DIÁRIO DE UMA DIETA ATRIBULADA
Ou De como Emagrecer para Entrar num Vestido
MILTON MACIEL
POSTAGEM DE ANIVERSÁRIO: hoje, dia de São João,
nosso blog completa seu primeiro ANO de vida. Com
22 036 acessos até o amanhecer deste dia.
MUITO OBRIGADO, LEITORAS E LEITORES.
Encontrei ontem o diário ultra-secreto da Maria Regina. Passei a noite toda lendo. Indiscrição? Claro que é! Mas quem disse que eu sou discreta? E também com tudo o que aconteceu, vocês vão acabar me dando razão. Eu li tudo e vou fazer mais: vou mostrar pra todo mundo. No fim vocês vão me dar razão. Vejam só, vou mostrar aqui só algumas páginas, as mais interessantes, por que a xaropada é muito grande:
23 de Novembro. Querido diário, estou tão feliz! A Mariana me convidou para ser madrinha no casamento dela. Eu, madrinha, que maravilha! Puxa, justo a Mariana, tão pernóstica, tão metida a besta. Não, Meu Deus, que que eu estou dizendo! Não, a Marianinha é muito querida, imagina, me convidou para ser sua madrinha. Ela é um amor.

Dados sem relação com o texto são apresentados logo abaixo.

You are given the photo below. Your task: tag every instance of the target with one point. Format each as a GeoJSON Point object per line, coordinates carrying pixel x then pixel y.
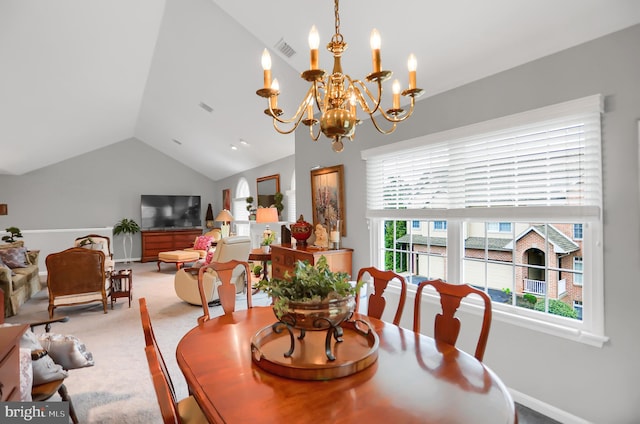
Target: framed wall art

24 de Novembro. Querido diário, hoje eu tive que fazer aquilo. Tive, sim, não teve jeito. Pois é, subi numa balança! Droga, levei um susto, claro, depois de tanto tempo... Bem, eu admitia para as pessoas que estava acima do peso ideal. Quanto? Ah, uns dois quilos. Não, uns cinco talvez. Mas elas pareciam não acreditar, olhavam de um jeito tal que eu me sentia um baleia, como se tivesse dez quilos de excesso. Bem, então com a história do casamento, do vestido, sabe como é, eu tive que subir na balança. E sabe o que a desgraçada me disse: que eu estou com quinze quilos a mais. Quinze! Por isso é que eu não gosto de balança. Eu odeio balança!

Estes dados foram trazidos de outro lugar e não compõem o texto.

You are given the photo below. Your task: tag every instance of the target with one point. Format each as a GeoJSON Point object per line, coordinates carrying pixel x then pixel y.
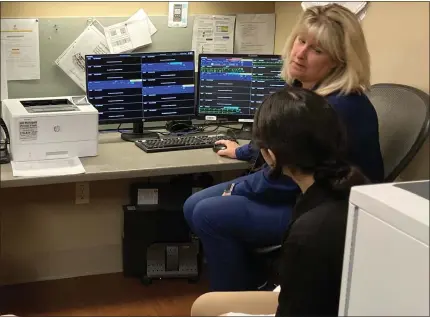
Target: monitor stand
{"type": "Point", "coordinates": [243, 134]}
{"type": "Point", "coordinates": [138, 133]}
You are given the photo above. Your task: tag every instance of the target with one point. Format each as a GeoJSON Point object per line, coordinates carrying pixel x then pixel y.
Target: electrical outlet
{"type": "Point", "coordinates": [82, 193]}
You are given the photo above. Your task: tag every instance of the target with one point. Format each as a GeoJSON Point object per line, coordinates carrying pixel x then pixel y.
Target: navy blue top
{"type": "Point", "coordinates": [361, 121]}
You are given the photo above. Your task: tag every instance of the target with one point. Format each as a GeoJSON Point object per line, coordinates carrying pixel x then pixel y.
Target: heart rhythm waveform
{"type": "Point", "coordinates": [240, 70]}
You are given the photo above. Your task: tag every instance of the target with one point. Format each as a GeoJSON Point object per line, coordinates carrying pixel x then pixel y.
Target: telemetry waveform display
{"type": "Point", "coordinates": [234, 87]}
{"type": "Point", "coordinates": [150, 86]}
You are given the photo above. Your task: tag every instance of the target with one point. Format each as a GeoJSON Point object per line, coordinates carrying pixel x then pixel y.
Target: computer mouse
{"type": "Point", "coordinates": [218, 147]}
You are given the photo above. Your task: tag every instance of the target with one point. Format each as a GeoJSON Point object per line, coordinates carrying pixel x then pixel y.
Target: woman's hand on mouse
{"type": "Point", "coordinates": [230, 151]}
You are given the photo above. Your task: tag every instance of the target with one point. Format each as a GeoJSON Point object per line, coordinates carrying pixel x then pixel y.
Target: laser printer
{"type": "Point", "coordinates": [50, 128]}
{"type": "Point", "coordinates": [386, 259]}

27 de Novembro. Querido diário, estou animada de novo. Depois da depressão do encontro com a balança, fui à costureira e escolhi o vestido que ela vai fazer pra mim. Um arraso! Tá na cara que eu vou ficar mais bonita que qualquer outra, até que a própria noiva. Fiquei super animada. Tanto que corri para o médico e consegui ser atendida na hora, de tanto que eu fiz chantagem, que ia me matar, que estava em depressão profunda, não vou contar o resto que eu tive que fazer, mas ele me atendeu na hora. Vou entrar em dieta! Vou perder logo, logo, esses malditos quinze quilos.

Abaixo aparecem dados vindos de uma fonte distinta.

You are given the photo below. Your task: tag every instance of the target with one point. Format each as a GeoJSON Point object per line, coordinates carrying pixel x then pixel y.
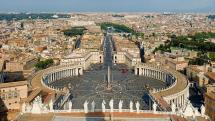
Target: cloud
{"type": "Point", "coordinates": [107, 5]}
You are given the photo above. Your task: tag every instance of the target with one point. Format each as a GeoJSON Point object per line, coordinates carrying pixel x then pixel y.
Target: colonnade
{"type": "Point", "coordinates": [63, 73]}
{"type": "Point", "coordinates": [157, 74]}
{"type": "Point", "coordinates": [179, 99]}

1 de Dezembro. Querido diário, estou animada. Hoje é o meu quarto dia de dieta e eu estou me sentindo ótima. Acho até que vou me pesar. Estou ansiosa. Mas o médico disse pra esperar uma semana. Vais ser difícil. Eu odeio esperar!
2 de Dezembro. Querido diário, difícil é fazer essa dieta! Ontem não resisti, tive que dar uma quebradinha. Mas foi só de noite, na pizzaria com a turma. Só quatro pedaços, e olha que era rodízio. Mas hoje estou de volta ao rigor. Espartana! Eu sou forte. Tenho força de vontade!
4 de Dezembro. Querido diário, estou arrasada. Subi na maldita. Perdi peso, sim. Sabe quanto: 500 gramas! Só meio quilo depois de uma semana comendo capim e peito de frango grelhado, coisa mais insossa e horrorosa! Uma semana sem botar um chocolate, um docinho que fosse, na boca e aquela ingrata me apronta uma dessas... Eu odeio balança!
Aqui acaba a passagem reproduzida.